The Twitter Engagement Rate Calculator helps you calculate the engagement rate of your account by comparing the reactions generated by your tweets to your follower base. In other words, it measures how good you are at engaging with your followers.
It uses the following input:
Number of tweets = number of tweets to be considered in the analysis
Likes = total number of likes generated
Retweets = total number of retweets generated
Replies = total number of replies generated
Quotes = total number of replies generated
Number of followers
The engagement rate is calculated as follows:
Engagement rate = [(Likes + Retweets + Replies + Quotes) / Number of Tweets] / Number of followers
According to Scrunch, an engagement rate between 0% and 0.02% is considered to be low. Values between 0.02% and 0.09% are considered to be good, while a rate between 0.09% and 0.33% is considered to be high, where an influencer would expect 0.9 - 3.3 reactions for every 1000 followers. Finally, an engagement rate between 0.33% and 1% is considered to be stellar, with expected reactions to be between 3.3 - 10 for every 1000 Twitter followers.
Recently, Twitter has disclosed its algorithm specs to the world, showing which are the main parameters used by their technology to show tweets in the feed. Here are the most relevant points:
Likes ≻ retweets ≻ replies. In order to rank your tweets high, it’s much more impactful to earn likes and retweets than replies. Each like gets a 30x boost, each retweet a 20x, and each reply only 1x.

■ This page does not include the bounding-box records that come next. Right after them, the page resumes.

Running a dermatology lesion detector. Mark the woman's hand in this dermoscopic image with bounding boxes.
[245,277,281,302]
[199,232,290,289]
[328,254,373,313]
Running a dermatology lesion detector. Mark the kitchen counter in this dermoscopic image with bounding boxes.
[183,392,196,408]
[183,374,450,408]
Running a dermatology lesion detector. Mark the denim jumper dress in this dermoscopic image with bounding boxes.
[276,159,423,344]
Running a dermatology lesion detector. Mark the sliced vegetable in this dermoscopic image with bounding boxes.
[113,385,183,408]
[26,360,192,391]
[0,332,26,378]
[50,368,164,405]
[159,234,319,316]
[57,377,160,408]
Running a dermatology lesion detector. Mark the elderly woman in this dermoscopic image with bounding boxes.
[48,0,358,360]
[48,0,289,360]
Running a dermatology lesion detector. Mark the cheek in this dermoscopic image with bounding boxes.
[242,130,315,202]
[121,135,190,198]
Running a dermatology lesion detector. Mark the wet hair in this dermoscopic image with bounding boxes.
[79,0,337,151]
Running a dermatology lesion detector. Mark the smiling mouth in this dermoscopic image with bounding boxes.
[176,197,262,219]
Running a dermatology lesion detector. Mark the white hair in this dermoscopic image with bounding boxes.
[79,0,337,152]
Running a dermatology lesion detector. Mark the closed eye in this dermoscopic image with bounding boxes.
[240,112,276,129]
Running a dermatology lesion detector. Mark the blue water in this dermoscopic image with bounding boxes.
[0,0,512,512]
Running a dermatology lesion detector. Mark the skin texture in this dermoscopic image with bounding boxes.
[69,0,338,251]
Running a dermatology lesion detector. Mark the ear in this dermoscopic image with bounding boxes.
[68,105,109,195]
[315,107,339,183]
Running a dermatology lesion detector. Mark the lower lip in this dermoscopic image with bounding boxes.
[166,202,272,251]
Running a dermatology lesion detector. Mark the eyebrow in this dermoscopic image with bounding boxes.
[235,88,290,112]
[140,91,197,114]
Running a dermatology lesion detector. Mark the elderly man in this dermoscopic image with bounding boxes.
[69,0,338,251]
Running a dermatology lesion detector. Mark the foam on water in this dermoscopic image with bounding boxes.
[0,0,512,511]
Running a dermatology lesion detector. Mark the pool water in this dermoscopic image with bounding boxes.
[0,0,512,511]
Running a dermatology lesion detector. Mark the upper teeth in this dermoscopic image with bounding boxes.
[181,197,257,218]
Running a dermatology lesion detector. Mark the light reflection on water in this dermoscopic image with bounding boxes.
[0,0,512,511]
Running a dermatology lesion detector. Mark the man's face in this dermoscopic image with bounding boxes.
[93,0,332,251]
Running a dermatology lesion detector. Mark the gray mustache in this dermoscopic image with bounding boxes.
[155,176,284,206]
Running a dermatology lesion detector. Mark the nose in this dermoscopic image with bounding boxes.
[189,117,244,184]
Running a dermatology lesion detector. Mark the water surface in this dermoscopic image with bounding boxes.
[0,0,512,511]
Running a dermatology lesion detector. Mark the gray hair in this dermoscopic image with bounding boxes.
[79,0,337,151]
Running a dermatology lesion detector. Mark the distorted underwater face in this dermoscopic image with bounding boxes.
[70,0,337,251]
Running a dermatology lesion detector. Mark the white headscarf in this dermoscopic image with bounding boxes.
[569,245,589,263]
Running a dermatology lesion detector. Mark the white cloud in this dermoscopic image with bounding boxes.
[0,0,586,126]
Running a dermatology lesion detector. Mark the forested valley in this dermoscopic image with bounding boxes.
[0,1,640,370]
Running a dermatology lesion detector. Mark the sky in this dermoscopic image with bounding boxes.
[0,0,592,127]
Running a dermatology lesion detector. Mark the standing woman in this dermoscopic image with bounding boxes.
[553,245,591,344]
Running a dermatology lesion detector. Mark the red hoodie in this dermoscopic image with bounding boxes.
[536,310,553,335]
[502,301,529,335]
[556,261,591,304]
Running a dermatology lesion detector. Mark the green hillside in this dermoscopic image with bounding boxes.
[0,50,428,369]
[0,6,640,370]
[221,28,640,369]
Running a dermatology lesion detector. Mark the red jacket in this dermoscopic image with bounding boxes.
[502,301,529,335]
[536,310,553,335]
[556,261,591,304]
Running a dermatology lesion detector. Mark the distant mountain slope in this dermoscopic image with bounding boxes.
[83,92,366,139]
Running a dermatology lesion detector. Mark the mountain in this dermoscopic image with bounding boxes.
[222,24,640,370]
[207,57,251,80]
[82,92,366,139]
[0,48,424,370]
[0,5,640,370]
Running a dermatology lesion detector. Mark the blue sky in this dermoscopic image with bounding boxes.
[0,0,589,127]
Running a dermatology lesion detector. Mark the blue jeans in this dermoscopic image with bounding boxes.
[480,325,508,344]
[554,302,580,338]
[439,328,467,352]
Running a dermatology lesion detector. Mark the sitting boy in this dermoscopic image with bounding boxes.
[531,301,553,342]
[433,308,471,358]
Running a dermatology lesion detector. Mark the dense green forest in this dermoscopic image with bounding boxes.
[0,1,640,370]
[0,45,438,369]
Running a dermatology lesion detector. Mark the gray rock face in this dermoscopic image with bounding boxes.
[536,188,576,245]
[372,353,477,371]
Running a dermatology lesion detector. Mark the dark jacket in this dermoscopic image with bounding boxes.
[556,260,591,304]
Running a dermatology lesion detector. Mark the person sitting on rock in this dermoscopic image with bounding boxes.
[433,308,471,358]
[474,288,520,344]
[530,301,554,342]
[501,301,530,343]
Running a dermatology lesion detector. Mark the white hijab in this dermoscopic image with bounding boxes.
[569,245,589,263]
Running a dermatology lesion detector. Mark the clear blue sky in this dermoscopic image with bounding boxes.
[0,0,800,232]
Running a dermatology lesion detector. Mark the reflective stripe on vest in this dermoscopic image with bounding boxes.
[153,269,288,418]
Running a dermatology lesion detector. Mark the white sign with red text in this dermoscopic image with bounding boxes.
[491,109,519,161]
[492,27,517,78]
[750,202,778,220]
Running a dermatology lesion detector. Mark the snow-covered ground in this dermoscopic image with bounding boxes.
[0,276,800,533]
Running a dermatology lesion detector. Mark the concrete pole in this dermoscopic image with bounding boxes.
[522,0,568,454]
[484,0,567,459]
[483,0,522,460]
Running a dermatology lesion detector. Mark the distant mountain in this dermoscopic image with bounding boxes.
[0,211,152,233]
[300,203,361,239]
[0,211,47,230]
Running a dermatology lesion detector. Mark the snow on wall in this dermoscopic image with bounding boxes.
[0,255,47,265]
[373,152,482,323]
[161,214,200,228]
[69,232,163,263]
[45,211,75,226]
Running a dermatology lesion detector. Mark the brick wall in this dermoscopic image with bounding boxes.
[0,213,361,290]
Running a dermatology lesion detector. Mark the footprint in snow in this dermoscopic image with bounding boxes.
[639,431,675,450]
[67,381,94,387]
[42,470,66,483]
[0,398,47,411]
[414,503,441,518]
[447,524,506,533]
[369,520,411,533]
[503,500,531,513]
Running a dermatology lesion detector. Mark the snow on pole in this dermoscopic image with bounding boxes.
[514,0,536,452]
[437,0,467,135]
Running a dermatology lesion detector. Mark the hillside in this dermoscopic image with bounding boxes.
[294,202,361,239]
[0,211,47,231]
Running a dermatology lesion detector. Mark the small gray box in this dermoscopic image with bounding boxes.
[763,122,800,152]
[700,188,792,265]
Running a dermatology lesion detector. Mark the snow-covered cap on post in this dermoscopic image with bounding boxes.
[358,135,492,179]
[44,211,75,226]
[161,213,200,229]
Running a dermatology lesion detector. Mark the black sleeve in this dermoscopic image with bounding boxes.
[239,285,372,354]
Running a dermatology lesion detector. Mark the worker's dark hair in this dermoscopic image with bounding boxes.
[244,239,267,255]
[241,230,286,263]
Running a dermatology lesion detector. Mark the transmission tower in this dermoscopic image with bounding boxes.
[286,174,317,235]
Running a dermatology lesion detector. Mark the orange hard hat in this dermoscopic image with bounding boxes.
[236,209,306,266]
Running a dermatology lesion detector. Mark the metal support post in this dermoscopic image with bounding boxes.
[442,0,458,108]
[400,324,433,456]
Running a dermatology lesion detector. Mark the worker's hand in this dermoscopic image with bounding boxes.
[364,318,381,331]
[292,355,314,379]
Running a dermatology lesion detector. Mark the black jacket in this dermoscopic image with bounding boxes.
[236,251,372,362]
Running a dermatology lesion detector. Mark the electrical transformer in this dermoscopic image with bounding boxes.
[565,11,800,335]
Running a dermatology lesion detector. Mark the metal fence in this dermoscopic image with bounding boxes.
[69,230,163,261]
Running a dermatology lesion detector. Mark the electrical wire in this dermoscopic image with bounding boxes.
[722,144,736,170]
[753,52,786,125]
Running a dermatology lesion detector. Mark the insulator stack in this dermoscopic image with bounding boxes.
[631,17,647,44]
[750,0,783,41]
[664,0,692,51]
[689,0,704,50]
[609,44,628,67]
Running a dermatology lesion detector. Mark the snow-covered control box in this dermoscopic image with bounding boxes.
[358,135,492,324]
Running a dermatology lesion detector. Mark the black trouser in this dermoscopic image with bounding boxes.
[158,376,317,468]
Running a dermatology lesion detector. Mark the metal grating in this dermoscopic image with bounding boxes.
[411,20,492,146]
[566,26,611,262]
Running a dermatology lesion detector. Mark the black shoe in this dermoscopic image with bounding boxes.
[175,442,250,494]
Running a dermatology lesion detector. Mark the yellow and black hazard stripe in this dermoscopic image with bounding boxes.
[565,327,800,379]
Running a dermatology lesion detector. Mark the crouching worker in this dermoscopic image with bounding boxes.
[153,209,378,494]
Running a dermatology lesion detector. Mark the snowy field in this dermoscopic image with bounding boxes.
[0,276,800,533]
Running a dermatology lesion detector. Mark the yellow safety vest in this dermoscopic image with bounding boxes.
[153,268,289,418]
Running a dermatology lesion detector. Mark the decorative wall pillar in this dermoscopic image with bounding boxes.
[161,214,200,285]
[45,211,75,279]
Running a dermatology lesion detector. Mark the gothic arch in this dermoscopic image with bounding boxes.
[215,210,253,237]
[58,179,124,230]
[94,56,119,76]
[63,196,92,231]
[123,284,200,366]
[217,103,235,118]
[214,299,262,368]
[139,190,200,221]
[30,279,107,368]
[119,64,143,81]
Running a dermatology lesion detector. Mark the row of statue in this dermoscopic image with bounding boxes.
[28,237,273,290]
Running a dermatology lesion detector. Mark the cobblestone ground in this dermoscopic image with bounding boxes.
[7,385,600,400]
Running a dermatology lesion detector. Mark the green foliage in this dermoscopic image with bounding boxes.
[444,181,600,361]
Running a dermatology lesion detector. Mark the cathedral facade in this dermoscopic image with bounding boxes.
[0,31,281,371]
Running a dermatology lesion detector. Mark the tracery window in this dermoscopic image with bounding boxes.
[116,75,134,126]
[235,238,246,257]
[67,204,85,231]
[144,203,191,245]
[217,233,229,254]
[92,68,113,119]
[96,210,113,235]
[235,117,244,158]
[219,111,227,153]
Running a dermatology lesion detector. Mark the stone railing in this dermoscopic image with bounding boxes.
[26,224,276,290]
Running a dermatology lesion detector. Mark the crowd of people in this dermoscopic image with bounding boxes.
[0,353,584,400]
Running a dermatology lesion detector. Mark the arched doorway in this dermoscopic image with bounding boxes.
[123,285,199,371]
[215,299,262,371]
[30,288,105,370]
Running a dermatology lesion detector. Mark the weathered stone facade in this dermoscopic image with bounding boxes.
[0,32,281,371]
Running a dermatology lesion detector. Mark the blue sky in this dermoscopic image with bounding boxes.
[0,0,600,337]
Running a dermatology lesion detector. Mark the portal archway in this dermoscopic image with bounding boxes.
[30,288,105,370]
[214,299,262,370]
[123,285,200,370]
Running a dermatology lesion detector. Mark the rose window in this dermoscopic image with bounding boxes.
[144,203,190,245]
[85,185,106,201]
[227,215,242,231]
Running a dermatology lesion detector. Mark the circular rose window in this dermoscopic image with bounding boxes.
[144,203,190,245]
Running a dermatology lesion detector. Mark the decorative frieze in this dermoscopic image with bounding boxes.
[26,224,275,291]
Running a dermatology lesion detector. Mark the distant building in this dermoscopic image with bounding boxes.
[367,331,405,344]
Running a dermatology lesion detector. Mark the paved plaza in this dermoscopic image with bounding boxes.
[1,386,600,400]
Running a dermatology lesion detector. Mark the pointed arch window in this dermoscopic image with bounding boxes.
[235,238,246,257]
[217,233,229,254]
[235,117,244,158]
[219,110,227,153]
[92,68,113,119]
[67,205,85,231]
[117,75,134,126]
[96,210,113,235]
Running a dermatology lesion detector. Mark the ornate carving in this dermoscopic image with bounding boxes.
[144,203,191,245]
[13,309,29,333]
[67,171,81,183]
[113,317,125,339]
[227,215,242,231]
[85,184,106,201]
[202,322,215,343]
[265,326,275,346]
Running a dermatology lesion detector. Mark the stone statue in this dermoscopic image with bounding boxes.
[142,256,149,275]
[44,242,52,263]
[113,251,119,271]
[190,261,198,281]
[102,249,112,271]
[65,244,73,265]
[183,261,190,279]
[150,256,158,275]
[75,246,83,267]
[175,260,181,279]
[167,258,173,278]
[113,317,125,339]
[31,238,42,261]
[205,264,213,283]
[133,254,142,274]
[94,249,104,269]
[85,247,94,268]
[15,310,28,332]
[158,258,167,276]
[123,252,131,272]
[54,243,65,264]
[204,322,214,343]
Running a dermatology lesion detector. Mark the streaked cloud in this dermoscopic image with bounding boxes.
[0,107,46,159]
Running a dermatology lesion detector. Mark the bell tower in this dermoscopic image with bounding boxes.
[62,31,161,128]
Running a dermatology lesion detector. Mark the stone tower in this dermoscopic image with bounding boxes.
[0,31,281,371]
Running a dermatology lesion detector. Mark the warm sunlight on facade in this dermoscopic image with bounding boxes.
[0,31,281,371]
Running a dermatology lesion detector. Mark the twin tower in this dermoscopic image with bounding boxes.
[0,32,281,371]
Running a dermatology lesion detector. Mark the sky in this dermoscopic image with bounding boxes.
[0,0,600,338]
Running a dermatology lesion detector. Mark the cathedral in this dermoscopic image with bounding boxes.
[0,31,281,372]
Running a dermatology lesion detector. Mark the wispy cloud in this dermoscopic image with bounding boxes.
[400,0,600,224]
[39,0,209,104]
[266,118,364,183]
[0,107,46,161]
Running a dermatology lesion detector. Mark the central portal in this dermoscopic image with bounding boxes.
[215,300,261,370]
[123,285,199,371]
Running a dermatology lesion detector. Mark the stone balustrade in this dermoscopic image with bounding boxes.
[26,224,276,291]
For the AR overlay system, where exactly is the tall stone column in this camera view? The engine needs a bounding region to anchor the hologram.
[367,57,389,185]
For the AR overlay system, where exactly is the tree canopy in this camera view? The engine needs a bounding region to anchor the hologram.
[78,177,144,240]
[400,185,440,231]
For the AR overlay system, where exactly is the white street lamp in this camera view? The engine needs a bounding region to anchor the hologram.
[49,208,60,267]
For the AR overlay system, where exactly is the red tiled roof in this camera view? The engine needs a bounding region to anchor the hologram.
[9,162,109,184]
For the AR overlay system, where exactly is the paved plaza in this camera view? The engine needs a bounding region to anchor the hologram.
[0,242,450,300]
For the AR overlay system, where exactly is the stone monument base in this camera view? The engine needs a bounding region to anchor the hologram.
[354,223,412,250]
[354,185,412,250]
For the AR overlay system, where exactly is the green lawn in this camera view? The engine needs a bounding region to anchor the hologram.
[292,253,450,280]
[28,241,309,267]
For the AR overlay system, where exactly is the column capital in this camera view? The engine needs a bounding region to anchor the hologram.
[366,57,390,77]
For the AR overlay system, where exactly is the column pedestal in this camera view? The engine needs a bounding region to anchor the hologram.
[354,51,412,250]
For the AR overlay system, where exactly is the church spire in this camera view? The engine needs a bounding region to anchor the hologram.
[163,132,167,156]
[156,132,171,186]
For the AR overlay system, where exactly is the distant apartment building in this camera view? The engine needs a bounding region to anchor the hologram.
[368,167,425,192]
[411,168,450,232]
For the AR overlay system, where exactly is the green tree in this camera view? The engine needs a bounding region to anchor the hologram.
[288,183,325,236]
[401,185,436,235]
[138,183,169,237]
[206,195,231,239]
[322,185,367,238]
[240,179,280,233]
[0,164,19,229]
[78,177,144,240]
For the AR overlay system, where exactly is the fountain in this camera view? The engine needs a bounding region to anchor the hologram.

Images and videos help. Adding an image or video to your tweet adds a 2x boost.
Links (generally) hurt. Unless you have a high enough engagement, links usually get you marked as spam.
Mutes, blocks, unfollow, spam, and abuse reports. Getting any of them hurt your engagement.
Blue badge. Paying for the blue badge extends your tweets' reach by 2x and so the likelihood of generating reactions.
Misinformation is highly down-ranked. Anything that is categorized as misinformation gets the rug pulled out from under it.
Misspelling or using made-up words hurts. Words that are identified as “unknown language” are given 0.01, which is a huge penalty.
Posting outside your cluster hurts. The algorithm clusters you into a group of similar profiles. This serves the purpose of extending tweet reach beyond your followers to similar people. If you write content that targets people outside your network, your tweets get a penalty.